M&G Corporate Bond: low risk

"Corporate bond funds remain in vogue as an alternative to cash. This fund has delivered above average returns ."

Jupiter Merlin Balanced Portfolio: medium risk

"This offers access to a range of funds from leading managers. While you pay more for delegating the fund selection to Jupiter, you can take more of a back seat with the investment decisions."

Aberdeen Emerging Markets: high risk

"The emerging markets sector was hit hard by the global recession but this fund would be a good choice for when things recover. It invests across a number of regions such as Emerging Asia and South & Central America."

Nick Breen, Worldwide Financial Planning

Newton International Bond: low risk

"A quiet yet very consistent performer, this fund is focused on delivering both income and capital appreciation from the bond markets of the world."

CF Miton Special Situations: medium risk

"The stage is set for special situations to step up to the plate and deliver returns. This fund has done so to date and should feature in a portfolio."

Martin Currie Asia Pacific: high risk

"Fund manager Jason McCay knows what he is doing and this fund should continue to provide good returns from what is a very exciting sector."

Brian Dennehy, Dennehy, Weller & Co

Henderson Strategic Bond: low risk

"I believe there is still potential in corporate bonds but it's important to buy a fund where the manager has lots of flexibility."

M&G Recovery: medium risk

"I'd go for a UK-focused fund and M&G's offers pedigree, experience and a hard to beat track record."

Jupiter India: high risk

"The India stock market is showing some relative strengths compared with other markets. Taking the long view, India has 25 per cent of the world's under-25s, which shows huge potential dynamism."

Mark Dampier, Hargreaves Lansdown

Casenove Absolute Target: low risk

"The fund hasn't had a great time over the past few weeks, but it aims to achieve about an 8 per cent return. It should produce near to its target over the long term, say 10 years."

Invesco Perpetual Income: medium risk

"Neil Woodford is one of the great managers and he is still likely to be around for at least the next five years.

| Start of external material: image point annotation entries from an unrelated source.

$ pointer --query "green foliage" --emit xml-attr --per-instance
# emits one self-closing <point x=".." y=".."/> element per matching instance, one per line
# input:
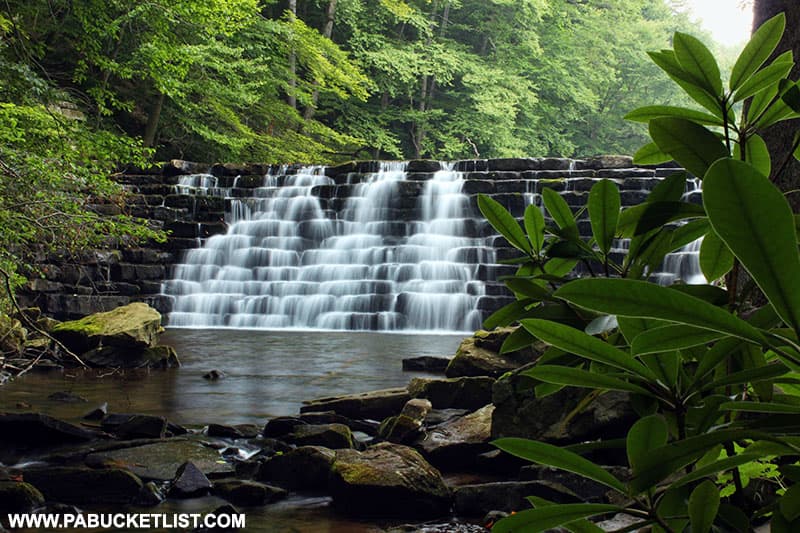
<point x="53" y="175"/>
<point x="707" y="372"/>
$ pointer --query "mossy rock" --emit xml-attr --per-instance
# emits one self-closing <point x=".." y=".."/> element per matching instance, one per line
<point x="19" y="497"/>
<point x="480" y="355"/>
<point x="133" y="326"/>
<point x="12" y="335"/>
<point x="388" y="480"/>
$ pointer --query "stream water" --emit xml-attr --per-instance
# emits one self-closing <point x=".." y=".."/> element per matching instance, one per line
<point x="267" y="374"/>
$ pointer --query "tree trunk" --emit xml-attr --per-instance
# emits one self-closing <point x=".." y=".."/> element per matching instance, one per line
<point x="779" y="137"/>
<point x="152" y="122"/>
<point x="292" y="97"/>
<point x="327" y="31"/>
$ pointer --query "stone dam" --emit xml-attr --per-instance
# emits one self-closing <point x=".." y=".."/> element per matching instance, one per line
<point x="365" y="245"/>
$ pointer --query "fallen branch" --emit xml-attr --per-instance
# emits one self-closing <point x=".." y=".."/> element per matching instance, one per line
<point x="30" y="323"/>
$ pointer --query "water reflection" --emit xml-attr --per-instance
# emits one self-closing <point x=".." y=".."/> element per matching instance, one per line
<point x="268" y="373"/>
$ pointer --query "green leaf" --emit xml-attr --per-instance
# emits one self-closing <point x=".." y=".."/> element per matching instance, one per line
<point x="761" y="407"/>
<point x="604" y="205"/>
<point x="668" y="62"/>
<point x="574" y="341"/>
<point x="761" y="45"/>
<point x="716" y="259"/>
<point x="693" y="146"/>
<point x="559" y="210"/>
<point x="750" y="375"/>
<point x="703" y="506"/>
<point x="666" y="460"/>
<point x="710" y="293"/>
<point x="578" y="526"/>
<point x="558" y="457"/>
<point x="755" y="221"/>
<point x="756" y="153"/>
<point x="644" y="436"/>
<point x="544" y="518"/>
<point x="650" y="154"/>
<point x="789" y="504"/>
<point x="575" y="377"/>
<point x="697" y="60"/>
<point x="633" y="326"/>
<point x="790" y="94"/>
<point x="504" y="223"/>
<point x="534" y="225"/>
<point x="763" y="79"/>
<point x="717" y="466"/>
<point x="642" y="299"/>
<point x="665" y="364"/>
<point x="648" y="113"/>
<point x="672" y="337"/>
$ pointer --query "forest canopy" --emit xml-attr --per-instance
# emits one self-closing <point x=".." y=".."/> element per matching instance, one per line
<point x="326" y="80"/>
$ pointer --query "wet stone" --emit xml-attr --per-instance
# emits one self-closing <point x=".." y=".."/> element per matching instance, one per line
<point x="247" y="493"/>
<point x="159" y="461"/>
<point x="189" y="482"/>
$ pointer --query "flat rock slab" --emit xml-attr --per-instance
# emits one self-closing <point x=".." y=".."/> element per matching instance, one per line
<point x="81" y="485"/>
<point x="387" y="480"/>
<point x="160" y="461"/>
<point x="375" y="405"/>
<point x="132" y="326"/>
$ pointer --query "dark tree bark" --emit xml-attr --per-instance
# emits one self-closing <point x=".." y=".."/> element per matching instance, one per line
<point x="327" y="32"/>
<point x="292" y="98"/>
<point x="152" y="122"/>
<point x="779" y="138"/>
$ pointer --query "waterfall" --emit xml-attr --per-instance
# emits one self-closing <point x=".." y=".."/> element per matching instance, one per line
<point x="307" y="253"/>
<point x="399" y="247"/>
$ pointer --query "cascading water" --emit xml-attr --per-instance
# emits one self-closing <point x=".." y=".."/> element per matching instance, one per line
<point x="286" y="262"/>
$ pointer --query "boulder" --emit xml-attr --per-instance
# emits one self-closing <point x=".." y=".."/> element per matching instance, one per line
<point x="129" y="427"/>
<point x="23" y="432"/>
<point x="118" y="357"/>
<point x="457" y="443"/>
<point x="239" y="431"/>
<point x="332" y="436"/>
<point x="553" y="418"/>
<point x="19" y="497"/>
<point x="426" y="363"/>
<point x="149" y="496"/>
<point x="375" y="405"/>
<point x="189" y="482"/>
<point x="247" y="493"/>
<point x="387" y="480"/>
<point x="158" y="461"/>
<point x="12" y="335"/>
<point x="459" y="393"/>
<point x="81" y="485"/>
<point x="406" y="426"/>
<point x="304" y="468"/>
<point x="508" y="496"/>
<point x="329" y="417"/>
<point x="479" y="355"/>
<point x="281" y="426"/>
<point x="133" y="326"/>
<point x="587" y="489"/>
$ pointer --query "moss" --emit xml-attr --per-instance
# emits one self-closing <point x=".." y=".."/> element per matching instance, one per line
<point x="18" y="497"/>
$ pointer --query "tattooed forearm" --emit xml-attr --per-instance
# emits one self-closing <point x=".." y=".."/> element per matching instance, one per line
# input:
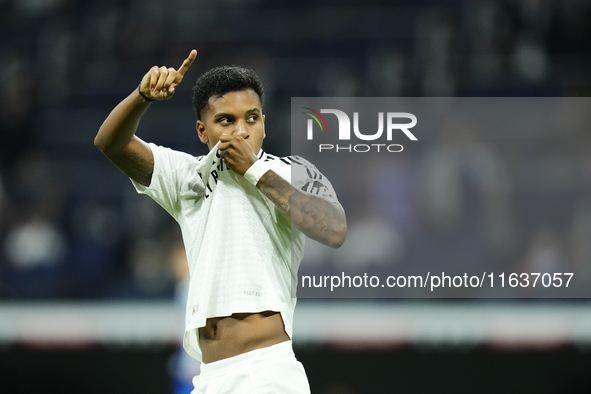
<point x="314" y="216"/>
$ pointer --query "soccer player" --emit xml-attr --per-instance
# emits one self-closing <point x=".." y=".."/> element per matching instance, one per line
<point x="243" y="220"/>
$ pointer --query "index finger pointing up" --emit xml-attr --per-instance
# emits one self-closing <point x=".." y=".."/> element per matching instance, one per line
<point x="187" y="63"/>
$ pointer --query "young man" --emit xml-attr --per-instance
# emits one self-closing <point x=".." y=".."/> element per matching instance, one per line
<point x="243" y="225"/>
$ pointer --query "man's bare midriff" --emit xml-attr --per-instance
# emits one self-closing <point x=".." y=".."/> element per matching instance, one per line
<point x="229" y="336"/>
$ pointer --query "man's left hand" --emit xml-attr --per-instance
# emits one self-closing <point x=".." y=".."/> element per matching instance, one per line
<point x="237" y="153"/>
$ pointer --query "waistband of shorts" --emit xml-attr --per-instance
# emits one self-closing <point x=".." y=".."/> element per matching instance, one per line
<point x="280" y="350"/>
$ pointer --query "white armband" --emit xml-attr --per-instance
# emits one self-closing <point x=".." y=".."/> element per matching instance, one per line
<point x="256" y="171"/>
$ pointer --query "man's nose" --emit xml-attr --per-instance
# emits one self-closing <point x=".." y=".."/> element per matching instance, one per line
<point x="240" y="129"/>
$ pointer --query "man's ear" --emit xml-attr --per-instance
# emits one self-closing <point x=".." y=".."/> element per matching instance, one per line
<point x="201" y="132"/>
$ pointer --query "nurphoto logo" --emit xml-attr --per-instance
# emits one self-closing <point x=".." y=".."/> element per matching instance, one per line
<point x="344" y="132"/>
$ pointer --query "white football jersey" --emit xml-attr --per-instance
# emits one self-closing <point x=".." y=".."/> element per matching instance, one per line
<point x="242" y="251"/>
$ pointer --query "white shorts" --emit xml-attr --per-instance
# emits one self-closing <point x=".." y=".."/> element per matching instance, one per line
<point x="270" y="370"/>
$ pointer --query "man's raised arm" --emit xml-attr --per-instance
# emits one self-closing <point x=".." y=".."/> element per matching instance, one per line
<point x="314" y="216"/>
<point x="116" y="137"/>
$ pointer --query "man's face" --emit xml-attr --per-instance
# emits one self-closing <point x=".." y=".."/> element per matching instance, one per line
<point x="238" y="113"/>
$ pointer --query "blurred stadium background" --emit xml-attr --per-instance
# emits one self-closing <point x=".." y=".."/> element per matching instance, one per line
<point x="89" y="270"/>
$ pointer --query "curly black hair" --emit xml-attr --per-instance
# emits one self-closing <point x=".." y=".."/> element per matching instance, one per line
<point x="221" y="80"/>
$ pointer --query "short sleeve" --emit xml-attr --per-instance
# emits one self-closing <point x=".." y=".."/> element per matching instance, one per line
<point x="171" y="175"/>
<point x="306" y="177"/>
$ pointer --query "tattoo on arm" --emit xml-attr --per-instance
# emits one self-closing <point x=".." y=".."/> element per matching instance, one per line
<point x="314" y="216"/>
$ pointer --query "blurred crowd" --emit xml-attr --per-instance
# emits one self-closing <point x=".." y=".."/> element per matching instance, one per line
<point x="72" y="227"/>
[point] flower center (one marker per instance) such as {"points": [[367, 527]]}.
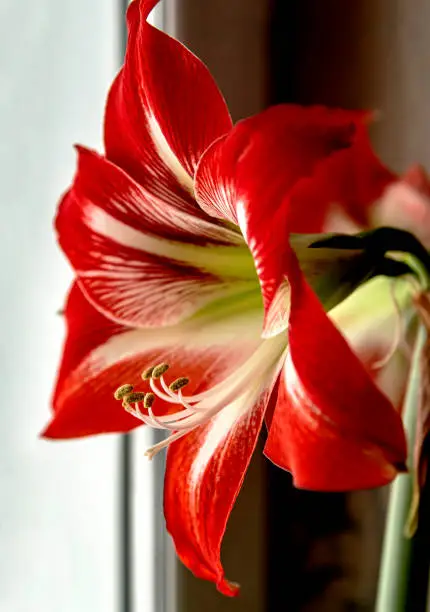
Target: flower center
{"points": [[196, 409]]}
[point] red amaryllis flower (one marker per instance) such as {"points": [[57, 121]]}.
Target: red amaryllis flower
{"points": [[180, 237]]}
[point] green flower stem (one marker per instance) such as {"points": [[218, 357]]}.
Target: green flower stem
{"points": [[394, 575]]}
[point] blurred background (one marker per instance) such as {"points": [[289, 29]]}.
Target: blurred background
{"points": [[81, 526]]}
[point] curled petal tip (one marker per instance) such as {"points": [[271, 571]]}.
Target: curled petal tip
{"points": [[401, 467], [231, 589]]}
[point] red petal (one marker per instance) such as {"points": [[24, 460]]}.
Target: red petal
{"points": [[204, 474], [332, 428], [120, 242], [83, 398], [274, 174], [100, 355], [184, 107]]}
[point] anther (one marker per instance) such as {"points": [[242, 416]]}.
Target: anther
{"points": [[159, 370], [146, 374], [149, 400], [122, 391], [136, 396], [179, 383]]}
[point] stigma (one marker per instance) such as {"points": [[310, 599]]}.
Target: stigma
{"points": [[192, 410]]}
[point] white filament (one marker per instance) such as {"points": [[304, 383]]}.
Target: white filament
{"points": [[195, 410]]}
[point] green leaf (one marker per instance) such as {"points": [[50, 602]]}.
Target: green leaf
{"points": [[422, 436]]}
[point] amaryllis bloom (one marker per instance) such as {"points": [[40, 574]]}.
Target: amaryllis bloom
{"points": [[193, 246]]}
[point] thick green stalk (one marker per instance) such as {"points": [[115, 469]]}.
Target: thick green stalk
{"points": [[394, 575]]}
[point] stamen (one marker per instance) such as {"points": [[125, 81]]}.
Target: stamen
{"points": [[133, 398], [159, 370], [146, 374], [153, 450], [149, 400], [122, 391], [196, 409], [179, 383]]}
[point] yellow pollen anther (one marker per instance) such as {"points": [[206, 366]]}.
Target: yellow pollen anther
{"points": [[149, 400], [146, 374], [179, 383], [159, 370], [122, 391], [136, 396]]}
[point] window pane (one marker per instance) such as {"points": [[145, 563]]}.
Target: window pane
{"points": [[58, 528]]}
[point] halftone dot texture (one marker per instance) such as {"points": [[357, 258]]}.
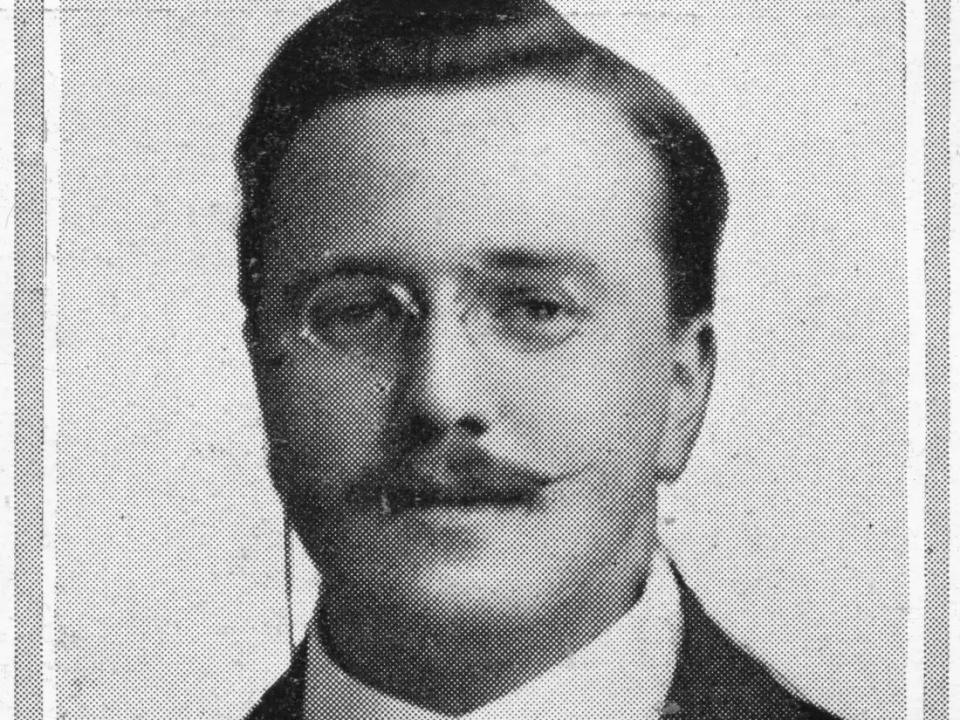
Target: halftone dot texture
{"points": [[789, 521]]}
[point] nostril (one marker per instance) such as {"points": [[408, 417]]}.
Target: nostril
{"points": [[422, 430], [472, 424]]}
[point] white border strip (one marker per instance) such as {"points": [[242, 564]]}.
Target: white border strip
{"points": [[916, 298], [52, 78], [953, 680], [7, 222]]}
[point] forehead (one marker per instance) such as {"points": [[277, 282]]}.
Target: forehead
{"points": [[527, 164]]}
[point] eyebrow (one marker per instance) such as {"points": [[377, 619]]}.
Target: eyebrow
{"points": [[520, 259], [506, 261]]}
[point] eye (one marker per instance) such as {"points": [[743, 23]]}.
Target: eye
{"points": [[533, 320], [540, 309], [357, 315]]}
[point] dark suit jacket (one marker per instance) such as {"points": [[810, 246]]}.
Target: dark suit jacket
{"points": [[714, 680]]}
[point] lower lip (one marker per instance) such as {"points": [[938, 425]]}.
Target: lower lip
{"points": [[460, 514]]}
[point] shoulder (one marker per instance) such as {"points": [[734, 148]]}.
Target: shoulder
{"points": [[718, 680]]}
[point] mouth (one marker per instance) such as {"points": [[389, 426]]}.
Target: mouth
{"points": [[394, 500]]}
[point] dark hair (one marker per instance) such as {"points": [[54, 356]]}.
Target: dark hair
{"points": [[356, 47]]}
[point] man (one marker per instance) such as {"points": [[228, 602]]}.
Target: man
{"points": [[477, 253]]}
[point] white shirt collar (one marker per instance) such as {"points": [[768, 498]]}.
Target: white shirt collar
{"points": [[624, 673]]}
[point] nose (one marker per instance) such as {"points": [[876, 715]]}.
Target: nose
{"points": [[443, 391]]}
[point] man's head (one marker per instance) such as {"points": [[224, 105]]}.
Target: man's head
{"points": [[477, 253]]}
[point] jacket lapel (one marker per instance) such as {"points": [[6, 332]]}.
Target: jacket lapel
{"points": [[714, 679], [717, 680]]}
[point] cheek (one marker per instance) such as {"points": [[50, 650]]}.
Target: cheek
{"points": [[606, 401], [327, 415]]}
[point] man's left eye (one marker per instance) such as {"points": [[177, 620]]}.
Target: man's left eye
{"points": [[540, 309]]}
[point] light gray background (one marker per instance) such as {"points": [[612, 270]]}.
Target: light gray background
{"points": [[790, 522]]}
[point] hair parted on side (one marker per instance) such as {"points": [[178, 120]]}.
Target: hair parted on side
{"points": [[357, 47]]}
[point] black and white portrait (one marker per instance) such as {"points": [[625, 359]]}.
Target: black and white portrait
{"points": [[482, 359]]}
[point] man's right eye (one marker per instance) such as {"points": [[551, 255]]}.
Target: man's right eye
{"points": [[364, 320]]}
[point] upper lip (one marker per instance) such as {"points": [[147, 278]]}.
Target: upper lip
{"points": [[460, 480]]}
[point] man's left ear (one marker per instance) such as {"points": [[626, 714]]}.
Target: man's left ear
{"points": [[694, 362]]}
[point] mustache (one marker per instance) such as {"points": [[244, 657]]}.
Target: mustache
{"points": [[463, 476]]}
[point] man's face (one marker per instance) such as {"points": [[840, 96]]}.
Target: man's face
{"points": [[464, 355]]}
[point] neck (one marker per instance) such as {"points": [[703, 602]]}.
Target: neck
{"points": [[453, 666]]}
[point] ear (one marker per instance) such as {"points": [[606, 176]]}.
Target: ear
{"points": [[692, 379]]}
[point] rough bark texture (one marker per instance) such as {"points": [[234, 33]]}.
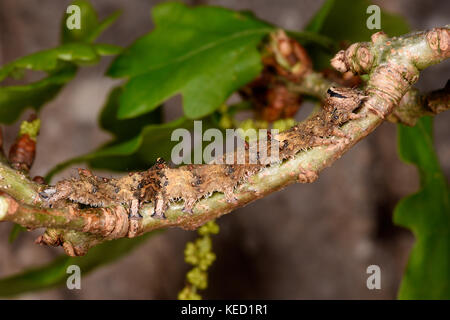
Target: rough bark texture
{"points": [[361, 161]]}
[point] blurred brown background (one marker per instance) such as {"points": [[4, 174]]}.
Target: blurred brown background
{"points": [[306, 242]]}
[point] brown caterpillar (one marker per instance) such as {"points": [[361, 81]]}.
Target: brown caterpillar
{"points": [[189, 183]]}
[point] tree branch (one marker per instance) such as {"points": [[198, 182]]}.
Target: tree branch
{"points": [[393, 66]]}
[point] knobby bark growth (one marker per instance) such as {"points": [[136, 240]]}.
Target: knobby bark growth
{"points": [[393, 65]]}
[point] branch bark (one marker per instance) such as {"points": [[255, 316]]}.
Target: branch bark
{"points": [[393, 66]]}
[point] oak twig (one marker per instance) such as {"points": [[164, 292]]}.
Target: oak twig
{"points": [[392, 65]]}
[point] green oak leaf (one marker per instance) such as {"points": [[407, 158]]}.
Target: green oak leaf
{"points": [[60, 65], [204, 53], [343, 22], [127, 128], [15, 99], [427, 214]]}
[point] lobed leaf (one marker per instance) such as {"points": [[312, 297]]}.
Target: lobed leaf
{"points": [[427, 214], [204, 53]]}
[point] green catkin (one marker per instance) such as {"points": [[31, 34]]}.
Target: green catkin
{"points": [[31, 128], [199, 254]]}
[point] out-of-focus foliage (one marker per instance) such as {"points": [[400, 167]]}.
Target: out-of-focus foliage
{"points": [[345, 23], [427, 214], [59, 64]]}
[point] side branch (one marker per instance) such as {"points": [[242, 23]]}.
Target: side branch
{"points": [[393, 66]]}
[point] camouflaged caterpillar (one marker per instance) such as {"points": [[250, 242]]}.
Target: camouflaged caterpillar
{"points": [[189, 183]]}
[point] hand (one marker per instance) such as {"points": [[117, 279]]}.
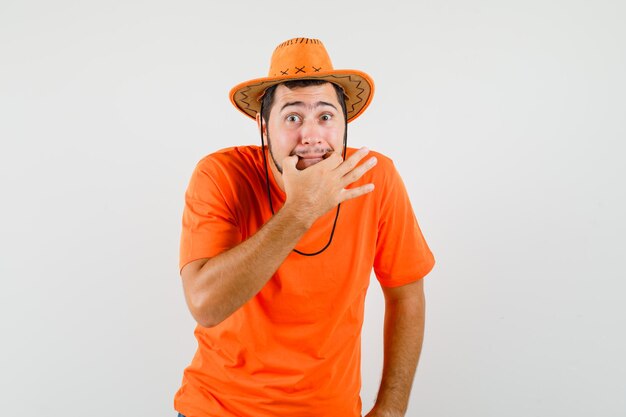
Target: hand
{"points": [[378, 413], [317, 189]]}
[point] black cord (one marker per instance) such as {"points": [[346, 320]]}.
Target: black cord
{"points": [[269, 195]]}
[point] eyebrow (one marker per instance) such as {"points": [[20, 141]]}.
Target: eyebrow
{"points": [[300, 103]]}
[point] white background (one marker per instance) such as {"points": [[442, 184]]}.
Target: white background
{"points": [[505, 118]]}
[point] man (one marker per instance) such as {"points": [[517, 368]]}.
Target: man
{"points": [[277, 249]]}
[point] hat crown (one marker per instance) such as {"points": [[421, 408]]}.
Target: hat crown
{"points": [[299, 56]]}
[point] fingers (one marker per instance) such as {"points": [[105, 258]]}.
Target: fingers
{"points": [[289, 163]]}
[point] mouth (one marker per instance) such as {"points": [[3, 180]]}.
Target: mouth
{"points": [[309, 159]]}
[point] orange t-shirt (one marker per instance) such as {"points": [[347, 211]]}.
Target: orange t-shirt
{"points": [[294, 349]]}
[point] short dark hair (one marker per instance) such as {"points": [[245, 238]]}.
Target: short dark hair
{"points": [[268, 97]]}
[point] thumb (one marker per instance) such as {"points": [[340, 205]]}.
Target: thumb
{"points": [[289, 163]]}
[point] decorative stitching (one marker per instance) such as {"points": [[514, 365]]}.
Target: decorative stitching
{"points": [[252, 111]]}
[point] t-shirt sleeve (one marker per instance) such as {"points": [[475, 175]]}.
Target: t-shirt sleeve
{"points": [[209, 225], [402, 254]]}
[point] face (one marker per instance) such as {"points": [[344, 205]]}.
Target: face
{"points": [[307, 122]]}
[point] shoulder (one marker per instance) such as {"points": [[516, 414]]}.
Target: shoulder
{"points": [[238, 156], [385, 167]]}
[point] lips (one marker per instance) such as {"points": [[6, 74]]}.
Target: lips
{"points": [[307, 160]]}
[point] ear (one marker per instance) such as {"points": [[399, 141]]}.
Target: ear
{"points": [[258, 124]]}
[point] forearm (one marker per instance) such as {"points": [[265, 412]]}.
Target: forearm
{"points": [[227, 281], [403, 336]]}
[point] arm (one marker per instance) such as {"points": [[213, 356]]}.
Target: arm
{"points": [[404, 333], [216, 287]]}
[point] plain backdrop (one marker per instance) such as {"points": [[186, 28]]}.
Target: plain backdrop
{"points": [[506, 120]]}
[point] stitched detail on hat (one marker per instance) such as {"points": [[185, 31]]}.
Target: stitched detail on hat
{"points": [[358, 87], [298, 40], [358, 99]]}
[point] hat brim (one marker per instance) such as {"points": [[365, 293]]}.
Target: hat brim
{"points": [[357, 85]]}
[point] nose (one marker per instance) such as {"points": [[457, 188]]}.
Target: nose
{"points": [[310, 133]]}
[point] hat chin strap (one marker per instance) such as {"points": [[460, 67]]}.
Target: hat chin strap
{"points": [[267, 182]]}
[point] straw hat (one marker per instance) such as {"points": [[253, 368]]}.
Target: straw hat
{"points": [[304, 58]]}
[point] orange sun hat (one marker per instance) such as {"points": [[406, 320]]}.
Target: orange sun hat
{"points": [[302, 59]]}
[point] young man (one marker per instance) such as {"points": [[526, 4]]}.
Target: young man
{"points": [[277, 249]]}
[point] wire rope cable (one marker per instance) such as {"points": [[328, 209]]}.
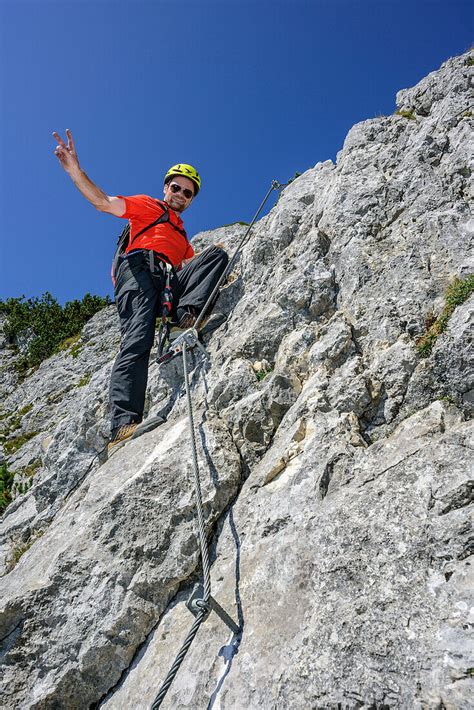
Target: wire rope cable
{"points": [[204, 604], [202, 615]]}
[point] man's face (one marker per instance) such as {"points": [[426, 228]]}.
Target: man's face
{"points": [[178, 200]]}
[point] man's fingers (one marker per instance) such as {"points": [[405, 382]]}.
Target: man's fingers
{"points": [[70, 141], [59, 139]]}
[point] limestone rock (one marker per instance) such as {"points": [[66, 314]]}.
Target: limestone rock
{"points": [[335, 461]]}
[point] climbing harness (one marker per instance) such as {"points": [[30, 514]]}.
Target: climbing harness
{"points": [[124, 239], [191, 336], [201, 602]]}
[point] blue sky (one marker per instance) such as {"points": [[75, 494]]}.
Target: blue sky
{"points": [[245, 91]]}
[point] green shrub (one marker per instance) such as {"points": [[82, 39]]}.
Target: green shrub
{"points": [[84, 380], [458, 292], [46, 324]]}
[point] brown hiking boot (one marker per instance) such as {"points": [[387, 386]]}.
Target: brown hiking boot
{"points": [[120, 435]]}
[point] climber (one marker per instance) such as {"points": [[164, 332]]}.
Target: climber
{"points": [[157, 239]]}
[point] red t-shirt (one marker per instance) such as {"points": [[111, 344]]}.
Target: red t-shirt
{"points": [[142, 210]]}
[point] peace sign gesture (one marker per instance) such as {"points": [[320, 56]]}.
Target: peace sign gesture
{"points": [[66, 153]]}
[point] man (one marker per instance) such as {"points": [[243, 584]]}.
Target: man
{"points": [[157, 238]]}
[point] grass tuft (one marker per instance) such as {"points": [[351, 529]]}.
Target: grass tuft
{"points": [[458, 292]]}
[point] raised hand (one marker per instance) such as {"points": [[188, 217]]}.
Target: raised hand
{"points": [[66, 153]]}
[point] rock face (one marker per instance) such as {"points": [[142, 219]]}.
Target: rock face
{"points": [[335, 475]]}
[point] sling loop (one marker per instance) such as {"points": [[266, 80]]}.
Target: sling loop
{"points": [[201, 602]]}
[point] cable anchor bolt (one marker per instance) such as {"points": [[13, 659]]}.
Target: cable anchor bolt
{"points": [[196, 604]]}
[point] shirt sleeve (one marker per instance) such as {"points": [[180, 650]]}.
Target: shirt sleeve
{"points": [[139, 207], [189, 252]]}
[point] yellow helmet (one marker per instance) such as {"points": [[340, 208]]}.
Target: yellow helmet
{"points": [[187, 171]]}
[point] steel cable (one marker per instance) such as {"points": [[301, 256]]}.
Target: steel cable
{"points": [[204, 603], [204, 552]]}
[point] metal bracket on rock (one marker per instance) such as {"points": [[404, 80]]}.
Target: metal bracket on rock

Returns from this fund may be volatile, but you've got to be prepared for falls if you're investing for the long-term and benefiting from pound-cost averaging."

Aberdeen Emerging Markets: high risk

"It invests in Asia and emerging markets, which will be the growth area. They have none of the baggage we have in the west."

Darius McDermott, Chelsea Financial Services

CF Miton Special Situations: low risk

"It made a profit – up 2.5 per cent – over the past 12 months, which is staggering. It's 30 per cent invested in cash but Martin Gray is one of the industry's premier currency managers."

Artemis Income: medium risk

"It's a proven fund manager in a sector that looks at dividends as part of the total return, which is a story I like this year."

First State Asia Pacific Leaders: high risk

"I think it's probably the best Asian fund available to UK investors. Fund manager Angus Tulloch has an experienced team with an astounding long-term track record. They've done well in down as well as up years."